To the editor
America Recycles Day on November 15 is the only nationally recognized day dedicated to the promotion of recycling programs. Of course, America Recycles Day is not just a one-day event – our actions affect the environment EVERY day and can play an important role in conserving natural resources.
In 1980, Connecticut’s Bottle Bill went into effect placing a 5-cent deposit on certain beverage cans and bottles. In 2009, the ubiquitous water bottles were added and since the beginning of this year many other items have been included. You may be surprised to find that containers of flavored water, fruit juice, tea, coffee, kombucha, sports and energy drinks now carry a 5-cent deposit.
That deposit is charged to the consumer at the time of purchase and can be redeemed by returning the empties to the store. All stores which sell items bearing a deposit are required to accept returns. Most grocery stores have reverse vending machines (RVMs) which have been programmed to accept the newer items. Other retailers, such as chain drugstores, have had to install RVMs to accept returns for at least the brands they sell.
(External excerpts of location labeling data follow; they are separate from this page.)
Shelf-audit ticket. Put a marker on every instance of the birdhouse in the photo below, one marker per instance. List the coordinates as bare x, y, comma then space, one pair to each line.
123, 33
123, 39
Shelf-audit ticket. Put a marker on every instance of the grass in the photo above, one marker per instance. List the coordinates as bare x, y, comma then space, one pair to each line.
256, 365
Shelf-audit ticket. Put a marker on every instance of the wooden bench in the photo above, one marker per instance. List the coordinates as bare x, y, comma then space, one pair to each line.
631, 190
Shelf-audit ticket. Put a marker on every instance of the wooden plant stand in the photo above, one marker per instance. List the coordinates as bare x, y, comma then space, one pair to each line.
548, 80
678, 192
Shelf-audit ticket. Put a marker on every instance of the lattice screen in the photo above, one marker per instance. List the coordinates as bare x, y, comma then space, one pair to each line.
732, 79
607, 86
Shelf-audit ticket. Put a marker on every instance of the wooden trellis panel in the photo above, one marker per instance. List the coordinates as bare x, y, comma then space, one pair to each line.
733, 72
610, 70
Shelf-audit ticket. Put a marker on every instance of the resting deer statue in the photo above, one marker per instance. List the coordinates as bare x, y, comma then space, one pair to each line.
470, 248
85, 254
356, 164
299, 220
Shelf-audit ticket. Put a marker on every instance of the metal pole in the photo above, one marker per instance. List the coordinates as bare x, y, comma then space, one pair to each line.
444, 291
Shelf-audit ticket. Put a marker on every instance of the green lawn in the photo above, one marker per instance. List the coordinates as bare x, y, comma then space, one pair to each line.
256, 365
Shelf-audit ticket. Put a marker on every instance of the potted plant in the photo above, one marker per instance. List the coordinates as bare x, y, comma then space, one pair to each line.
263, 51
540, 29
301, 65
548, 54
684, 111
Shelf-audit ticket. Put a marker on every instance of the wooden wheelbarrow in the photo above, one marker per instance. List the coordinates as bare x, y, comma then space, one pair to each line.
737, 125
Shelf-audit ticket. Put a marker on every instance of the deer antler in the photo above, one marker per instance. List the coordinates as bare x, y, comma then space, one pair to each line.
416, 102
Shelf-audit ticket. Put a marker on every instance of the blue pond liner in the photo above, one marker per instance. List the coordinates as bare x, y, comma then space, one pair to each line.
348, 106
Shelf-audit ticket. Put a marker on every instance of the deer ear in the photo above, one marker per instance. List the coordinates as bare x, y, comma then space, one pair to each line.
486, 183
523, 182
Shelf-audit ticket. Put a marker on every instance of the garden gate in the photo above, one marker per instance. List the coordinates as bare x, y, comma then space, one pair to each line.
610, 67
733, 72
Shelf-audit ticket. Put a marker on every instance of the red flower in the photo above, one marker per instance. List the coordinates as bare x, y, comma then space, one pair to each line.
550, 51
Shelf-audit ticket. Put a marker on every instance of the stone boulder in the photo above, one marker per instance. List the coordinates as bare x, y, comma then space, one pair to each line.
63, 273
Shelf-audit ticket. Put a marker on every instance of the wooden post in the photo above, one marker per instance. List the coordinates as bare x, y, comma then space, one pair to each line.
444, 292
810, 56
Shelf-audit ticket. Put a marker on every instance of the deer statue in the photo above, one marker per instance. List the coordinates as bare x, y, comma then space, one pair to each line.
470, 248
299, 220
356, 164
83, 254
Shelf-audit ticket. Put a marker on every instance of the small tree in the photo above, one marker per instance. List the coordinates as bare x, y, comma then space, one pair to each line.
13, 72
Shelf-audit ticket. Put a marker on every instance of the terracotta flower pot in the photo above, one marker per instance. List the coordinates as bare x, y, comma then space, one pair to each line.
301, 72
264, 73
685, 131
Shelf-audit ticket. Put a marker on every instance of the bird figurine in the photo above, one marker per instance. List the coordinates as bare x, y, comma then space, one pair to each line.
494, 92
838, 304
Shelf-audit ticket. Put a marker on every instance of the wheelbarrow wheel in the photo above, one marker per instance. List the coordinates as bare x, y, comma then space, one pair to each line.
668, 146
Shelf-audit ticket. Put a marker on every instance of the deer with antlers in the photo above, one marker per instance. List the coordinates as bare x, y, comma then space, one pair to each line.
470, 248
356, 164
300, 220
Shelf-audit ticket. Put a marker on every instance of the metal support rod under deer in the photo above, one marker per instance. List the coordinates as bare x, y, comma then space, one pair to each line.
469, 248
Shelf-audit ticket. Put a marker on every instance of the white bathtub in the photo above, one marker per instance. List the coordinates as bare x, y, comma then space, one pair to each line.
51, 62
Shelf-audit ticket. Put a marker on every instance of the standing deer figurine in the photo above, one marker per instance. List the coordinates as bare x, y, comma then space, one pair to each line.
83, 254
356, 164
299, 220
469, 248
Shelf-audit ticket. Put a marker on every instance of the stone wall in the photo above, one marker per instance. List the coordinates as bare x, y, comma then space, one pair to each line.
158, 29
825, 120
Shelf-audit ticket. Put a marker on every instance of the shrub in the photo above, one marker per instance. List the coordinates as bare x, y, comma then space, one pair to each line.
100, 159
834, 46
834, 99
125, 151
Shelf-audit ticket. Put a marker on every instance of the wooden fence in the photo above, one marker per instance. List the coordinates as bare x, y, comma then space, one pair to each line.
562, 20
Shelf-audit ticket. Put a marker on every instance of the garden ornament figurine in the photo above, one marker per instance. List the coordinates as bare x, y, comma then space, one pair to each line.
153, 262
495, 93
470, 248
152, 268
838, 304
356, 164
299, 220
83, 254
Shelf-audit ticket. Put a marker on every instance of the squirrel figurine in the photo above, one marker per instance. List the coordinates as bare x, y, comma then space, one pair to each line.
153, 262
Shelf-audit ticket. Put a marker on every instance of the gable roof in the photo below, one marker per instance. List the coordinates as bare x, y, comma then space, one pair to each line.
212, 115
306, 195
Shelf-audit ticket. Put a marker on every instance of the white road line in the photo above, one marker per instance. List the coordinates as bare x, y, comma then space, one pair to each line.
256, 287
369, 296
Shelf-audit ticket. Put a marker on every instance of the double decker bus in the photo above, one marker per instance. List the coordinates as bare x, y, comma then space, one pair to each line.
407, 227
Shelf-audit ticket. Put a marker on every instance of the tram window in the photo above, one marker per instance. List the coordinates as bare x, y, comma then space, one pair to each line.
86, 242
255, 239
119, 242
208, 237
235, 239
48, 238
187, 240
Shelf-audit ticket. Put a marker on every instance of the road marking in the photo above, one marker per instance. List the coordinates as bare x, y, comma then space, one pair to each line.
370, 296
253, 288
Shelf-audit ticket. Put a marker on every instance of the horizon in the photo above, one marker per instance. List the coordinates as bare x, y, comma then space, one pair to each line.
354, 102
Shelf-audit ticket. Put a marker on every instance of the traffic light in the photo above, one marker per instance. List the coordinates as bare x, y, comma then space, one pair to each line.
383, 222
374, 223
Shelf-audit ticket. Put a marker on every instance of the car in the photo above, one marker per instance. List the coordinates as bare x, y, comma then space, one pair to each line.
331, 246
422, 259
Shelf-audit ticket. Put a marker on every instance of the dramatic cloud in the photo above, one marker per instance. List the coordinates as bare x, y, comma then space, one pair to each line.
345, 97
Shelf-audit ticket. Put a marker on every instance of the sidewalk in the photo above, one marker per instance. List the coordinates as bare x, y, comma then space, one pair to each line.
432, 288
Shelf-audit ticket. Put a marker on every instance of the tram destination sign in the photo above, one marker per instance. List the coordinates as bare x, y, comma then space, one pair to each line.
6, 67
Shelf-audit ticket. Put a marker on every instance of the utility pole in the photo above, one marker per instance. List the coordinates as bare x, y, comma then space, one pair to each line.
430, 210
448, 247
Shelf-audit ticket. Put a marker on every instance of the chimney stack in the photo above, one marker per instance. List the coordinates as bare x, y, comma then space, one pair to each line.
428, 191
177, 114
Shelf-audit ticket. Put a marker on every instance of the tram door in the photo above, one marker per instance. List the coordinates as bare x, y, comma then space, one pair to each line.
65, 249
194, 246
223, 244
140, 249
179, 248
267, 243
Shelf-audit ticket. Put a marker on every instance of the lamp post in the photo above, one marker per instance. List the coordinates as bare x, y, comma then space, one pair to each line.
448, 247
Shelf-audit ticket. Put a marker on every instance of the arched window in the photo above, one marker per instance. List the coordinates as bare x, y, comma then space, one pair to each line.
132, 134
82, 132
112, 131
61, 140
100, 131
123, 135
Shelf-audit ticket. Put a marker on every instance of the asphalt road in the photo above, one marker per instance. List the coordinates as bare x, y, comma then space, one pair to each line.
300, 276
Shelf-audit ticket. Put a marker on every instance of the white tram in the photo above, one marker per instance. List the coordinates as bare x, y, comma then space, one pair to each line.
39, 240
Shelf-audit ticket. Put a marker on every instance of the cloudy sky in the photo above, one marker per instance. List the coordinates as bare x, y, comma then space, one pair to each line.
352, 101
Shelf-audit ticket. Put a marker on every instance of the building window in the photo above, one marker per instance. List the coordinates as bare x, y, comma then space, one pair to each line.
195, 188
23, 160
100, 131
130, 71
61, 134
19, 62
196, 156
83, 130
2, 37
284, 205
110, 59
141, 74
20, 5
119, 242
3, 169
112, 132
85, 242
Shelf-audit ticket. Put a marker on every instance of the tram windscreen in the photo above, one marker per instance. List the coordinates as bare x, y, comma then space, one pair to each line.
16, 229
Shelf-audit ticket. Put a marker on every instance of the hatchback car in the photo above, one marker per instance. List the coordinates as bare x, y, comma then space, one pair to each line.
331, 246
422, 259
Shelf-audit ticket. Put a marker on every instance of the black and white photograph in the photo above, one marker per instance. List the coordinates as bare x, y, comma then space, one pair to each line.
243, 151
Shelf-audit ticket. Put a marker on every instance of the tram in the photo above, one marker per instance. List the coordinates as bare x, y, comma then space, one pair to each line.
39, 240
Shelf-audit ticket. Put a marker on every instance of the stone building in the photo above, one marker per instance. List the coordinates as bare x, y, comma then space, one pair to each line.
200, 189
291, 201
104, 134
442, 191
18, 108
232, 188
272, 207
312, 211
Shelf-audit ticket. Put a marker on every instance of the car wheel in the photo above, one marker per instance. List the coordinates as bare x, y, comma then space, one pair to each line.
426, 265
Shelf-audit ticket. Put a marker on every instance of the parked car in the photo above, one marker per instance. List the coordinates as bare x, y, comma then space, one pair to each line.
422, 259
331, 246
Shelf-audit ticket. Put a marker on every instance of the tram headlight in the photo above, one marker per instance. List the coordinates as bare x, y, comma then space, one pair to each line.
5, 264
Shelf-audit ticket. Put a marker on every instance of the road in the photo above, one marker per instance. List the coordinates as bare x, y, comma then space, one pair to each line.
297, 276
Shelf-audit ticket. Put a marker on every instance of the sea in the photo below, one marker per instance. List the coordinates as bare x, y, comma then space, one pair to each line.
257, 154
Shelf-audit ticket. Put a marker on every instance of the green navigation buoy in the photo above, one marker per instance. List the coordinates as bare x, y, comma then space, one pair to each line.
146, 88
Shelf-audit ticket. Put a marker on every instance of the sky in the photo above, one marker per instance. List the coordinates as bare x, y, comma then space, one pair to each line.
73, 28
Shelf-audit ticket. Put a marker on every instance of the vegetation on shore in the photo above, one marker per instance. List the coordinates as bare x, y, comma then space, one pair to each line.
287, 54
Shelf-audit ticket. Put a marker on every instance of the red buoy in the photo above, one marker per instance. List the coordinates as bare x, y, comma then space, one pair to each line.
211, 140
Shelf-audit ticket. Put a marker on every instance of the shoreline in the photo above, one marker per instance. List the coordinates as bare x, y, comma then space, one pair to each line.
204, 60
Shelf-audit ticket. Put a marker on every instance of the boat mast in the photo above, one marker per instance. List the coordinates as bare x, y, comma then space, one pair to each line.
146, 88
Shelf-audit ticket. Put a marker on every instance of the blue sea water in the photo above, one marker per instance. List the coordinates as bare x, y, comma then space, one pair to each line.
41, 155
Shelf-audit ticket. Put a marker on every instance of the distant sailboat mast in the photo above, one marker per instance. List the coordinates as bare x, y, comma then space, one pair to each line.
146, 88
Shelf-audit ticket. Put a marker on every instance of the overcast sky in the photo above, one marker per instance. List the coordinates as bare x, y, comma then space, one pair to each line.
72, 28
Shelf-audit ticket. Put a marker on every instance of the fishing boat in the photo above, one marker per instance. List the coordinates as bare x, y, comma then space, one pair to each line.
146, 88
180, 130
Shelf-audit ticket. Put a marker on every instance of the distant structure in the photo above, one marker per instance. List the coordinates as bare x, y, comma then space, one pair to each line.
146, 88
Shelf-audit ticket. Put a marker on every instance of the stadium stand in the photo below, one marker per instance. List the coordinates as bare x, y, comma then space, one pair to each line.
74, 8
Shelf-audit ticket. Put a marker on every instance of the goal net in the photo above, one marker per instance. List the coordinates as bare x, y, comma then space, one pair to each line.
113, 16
It may behoove residents to check their containers for redemption values, the designation most likely to be found is CTRV. In January 2024, that deposit will be increased to 10-cents. It is hoped that the increased redemption value will encourage a better rate of return.
The Bottle Bill was originally set up to control litter and has absolutely been an extremely effective tool. Removing plastic, glass and metal through redemption recycling provides much less contaminated material than through single stream, making it more attractive to users of recycled materials.
Remember, recycling bottles and cans is best done through redemption recycling – so don’t throw that 10¢ away!